PISCATAWAY, NJ, July 26, 2011: Saving lives by reducing vehicle accidents and millions of resulting annual deaths is a compelling reason for the world to care about Vehicular Communications (VC) technology that can alert drivers to crashes and other dangers before they could possibly see or be aware of it.  

This is the subject of the July special issue about "Vehicular Communications" in Proceedings of the IEEE, the world's most highly-cited general interest journal in electrical engineering and computer science since 1913.

Published by the IEEE, the largest technical professional association in the world, this nine-paper special issue makes a strong case for continued research, development and deployment of VC that uses wireless technology to create the "eyes behind the head" capability for vehicle drivers.
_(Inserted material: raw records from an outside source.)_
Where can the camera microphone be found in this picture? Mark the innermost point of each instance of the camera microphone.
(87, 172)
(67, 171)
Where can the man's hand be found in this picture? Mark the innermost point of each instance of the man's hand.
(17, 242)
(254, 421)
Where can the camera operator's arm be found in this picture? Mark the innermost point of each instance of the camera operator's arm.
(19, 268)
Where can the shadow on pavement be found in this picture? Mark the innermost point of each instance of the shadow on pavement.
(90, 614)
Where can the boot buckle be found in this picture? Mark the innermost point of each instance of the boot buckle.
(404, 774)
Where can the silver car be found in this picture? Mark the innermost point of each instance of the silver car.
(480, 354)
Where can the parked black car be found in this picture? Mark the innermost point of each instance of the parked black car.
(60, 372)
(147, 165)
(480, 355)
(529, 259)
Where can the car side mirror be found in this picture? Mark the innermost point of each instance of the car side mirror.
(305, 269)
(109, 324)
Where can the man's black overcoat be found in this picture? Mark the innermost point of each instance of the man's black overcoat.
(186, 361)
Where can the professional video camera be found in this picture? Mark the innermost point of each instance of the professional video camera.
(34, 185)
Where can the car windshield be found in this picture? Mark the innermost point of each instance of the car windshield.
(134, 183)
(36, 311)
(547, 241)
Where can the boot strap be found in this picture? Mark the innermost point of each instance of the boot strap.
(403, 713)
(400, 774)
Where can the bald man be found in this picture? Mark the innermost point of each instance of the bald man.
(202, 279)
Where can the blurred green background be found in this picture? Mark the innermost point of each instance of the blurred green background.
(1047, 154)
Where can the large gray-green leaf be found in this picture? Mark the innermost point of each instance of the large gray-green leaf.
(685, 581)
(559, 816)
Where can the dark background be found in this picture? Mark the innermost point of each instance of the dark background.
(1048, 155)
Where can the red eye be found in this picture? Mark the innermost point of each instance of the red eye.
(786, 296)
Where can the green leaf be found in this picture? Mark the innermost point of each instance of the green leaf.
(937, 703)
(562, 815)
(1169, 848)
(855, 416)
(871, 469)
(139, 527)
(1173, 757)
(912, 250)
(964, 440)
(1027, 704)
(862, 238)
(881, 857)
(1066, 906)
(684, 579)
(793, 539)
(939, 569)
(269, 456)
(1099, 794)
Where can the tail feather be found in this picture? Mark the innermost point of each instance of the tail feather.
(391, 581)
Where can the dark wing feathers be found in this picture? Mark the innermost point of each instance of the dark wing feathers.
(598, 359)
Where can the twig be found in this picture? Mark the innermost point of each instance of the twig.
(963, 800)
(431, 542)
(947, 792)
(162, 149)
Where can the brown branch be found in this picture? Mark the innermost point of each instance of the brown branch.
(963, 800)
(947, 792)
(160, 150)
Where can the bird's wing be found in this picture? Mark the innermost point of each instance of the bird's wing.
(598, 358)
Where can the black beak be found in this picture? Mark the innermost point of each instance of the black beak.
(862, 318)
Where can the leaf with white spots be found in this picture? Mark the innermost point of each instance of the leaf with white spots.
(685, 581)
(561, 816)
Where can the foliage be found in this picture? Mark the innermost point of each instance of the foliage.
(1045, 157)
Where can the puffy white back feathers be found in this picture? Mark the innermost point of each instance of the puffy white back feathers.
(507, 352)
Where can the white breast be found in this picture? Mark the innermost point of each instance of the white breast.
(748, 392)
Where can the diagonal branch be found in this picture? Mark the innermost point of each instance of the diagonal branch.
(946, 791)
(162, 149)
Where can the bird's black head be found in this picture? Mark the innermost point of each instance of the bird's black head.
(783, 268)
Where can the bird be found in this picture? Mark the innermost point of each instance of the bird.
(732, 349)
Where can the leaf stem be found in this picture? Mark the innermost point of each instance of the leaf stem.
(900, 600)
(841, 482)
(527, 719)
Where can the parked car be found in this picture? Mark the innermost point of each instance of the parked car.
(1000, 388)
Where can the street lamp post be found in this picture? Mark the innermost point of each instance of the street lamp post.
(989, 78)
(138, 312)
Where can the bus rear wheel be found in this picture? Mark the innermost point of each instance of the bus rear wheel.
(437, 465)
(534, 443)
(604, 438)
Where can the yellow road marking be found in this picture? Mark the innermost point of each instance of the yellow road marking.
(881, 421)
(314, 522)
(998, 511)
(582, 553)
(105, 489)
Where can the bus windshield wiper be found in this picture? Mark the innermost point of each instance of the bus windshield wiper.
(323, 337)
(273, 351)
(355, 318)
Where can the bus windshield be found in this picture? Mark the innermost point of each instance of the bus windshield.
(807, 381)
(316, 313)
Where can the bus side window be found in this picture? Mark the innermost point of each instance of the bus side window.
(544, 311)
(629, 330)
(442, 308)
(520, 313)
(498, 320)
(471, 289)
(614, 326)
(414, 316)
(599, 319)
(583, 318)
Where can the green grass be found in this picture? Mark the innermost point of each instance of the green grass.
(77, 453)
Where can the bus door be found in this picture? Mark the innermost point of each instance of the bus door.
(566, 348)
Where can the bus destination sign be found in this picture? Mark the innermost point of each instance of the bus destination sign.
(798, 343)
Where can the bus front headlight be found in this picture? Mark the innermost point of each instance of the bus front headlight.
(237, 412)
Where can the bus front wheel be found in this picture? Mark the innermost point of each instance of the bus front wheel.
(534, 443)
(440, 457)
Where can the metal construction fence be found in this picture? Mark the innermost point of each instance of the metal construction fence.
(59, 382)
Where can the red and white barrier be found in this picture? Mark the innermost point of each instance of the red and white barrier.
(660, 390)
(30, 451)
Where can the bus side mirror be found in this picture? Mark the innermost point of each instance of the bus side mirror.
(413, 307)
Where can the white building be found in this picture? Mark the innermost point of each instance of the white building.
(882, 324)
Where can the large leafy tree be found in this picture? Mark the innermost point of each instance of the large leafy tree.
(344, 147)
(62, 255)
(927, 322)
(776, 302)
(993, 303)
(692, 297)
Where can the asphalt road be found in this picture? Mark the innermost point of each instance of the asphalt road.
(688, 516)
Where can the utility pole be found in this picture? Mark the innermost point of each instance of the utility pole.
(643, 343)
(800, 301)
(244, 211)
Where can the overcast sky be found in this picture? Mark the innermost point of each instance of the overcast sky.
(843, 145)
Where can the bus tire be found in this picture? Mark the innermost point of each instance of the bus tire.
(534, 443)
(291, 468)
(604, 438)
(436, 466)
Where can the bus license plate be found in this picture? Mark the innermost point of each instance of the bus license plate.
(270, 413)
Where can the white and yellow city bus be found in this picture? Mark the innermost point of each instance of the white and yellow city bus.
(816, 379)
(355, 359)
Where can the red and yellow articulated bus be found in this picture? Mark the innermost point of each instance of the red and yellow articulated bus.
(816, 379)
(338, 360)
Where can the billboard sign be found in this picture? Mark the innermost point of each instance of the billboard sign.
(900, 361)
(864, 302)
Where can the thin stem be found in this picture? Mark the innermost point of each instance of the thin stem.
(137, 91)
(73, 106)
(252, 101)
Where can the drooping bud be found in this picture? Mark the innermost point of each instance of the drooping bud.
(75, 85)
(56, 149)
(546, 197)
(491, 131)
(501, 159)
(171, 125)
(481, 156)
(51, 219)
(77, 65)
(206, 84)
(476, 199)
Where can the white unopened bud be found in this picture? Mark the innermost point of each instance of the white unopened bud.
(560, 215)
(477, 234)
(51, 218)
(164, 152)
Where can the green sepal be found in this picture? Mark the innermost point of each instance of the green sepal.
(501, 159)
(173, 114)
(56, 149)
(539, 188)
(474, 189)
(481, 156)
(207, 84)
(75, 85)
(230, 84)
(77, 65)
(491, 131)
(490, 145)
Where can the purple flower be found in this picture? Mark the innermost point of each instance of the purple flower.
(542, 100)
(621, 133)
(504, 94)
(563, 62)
Although researchers have been attracted for some time to VC's potential for safer roads and enhanced driver experience, there is still a long way to go.

"This special issue of Proceedings of the IEEE addresses problems with the systems currently in development including standardization of V2X systems being carried out primarily by the IEEE and the European Telecommunications Standards Institute (ETSI), modeling of radio channels, physical and medium access techniques and simulation methods," said Erik G. Strom, who served as one of four guest editors of the issue and leads the competence area Sensors and Communications at the traffic safety center SAFER hosted by Chalmers University of Technology in Sweden.  

Accident statistics tracked by the World Health Organization (WHO) substantiate that VC is a life and death matter. According to WHO, road crashes are the 11th most common cause of death across all age groups; predictions are that this number will increase 65 percent by 2020. Currently 1.4 million people die annually and up to 50 million are injured in road crashes, which are also taking a worldwide economic toll of $518 billion.

There is general consensus that wireless vehicular communications has the potential to prevent collisions and save lives; but only advanced level equipment is suitable for VC to attain reliable and consistent life-saving benefits, according to authors Paul Alexander and David Haley, IEEE members, and Alex Grant, Senior Member IEEE, in the invited paper "Cooperative Intelligent Transport Systems: 5.9 GHz Field Trial."

This article reports on exhaustive field trials in Australia, Italy, Germany, Austria and the United States, covering more than 1,100 km of driving in a wide variety of physical environments.  The authors state, "The field trial results demonstrate significantly improved performance using advanced radio like IEEE 802.11p compliant equipment that employs sophisticated channel estimation and tracking, which results in increased driver warning times and stopping distances. Of particular significance is that the results demonstrated that off-the-shelf Wi-Fi equipment fails to provide sufficient stopping distances to avert accidents in some cases."

In a second invited paper on standardization, "Vehicular Channel Characterization and its Implications for Wireless System Design and Performance" by C. F. Mecklenbrauker, A. F. Molisch, J. Karedal, F. Tufvesson, A. Paier, L. Bernado, T. Zemen, O. Klemp and N. Czink, the authors describe the key characteristics of V2X channels, which have a major impact on transmission reliability, latency, available vehicular channel models and the observed channel characteristics (such as delay spreads and Doppler spreads). The authors also briefly discuss the available vehicular channel models and their respective merits and deficiencies.

The other papers, which follow a top-down-top approach, explore issues related to the vehicular radio channels, the communication stack by discussing the physical and medium access layers, and finish by describing modeling and simulation approaches.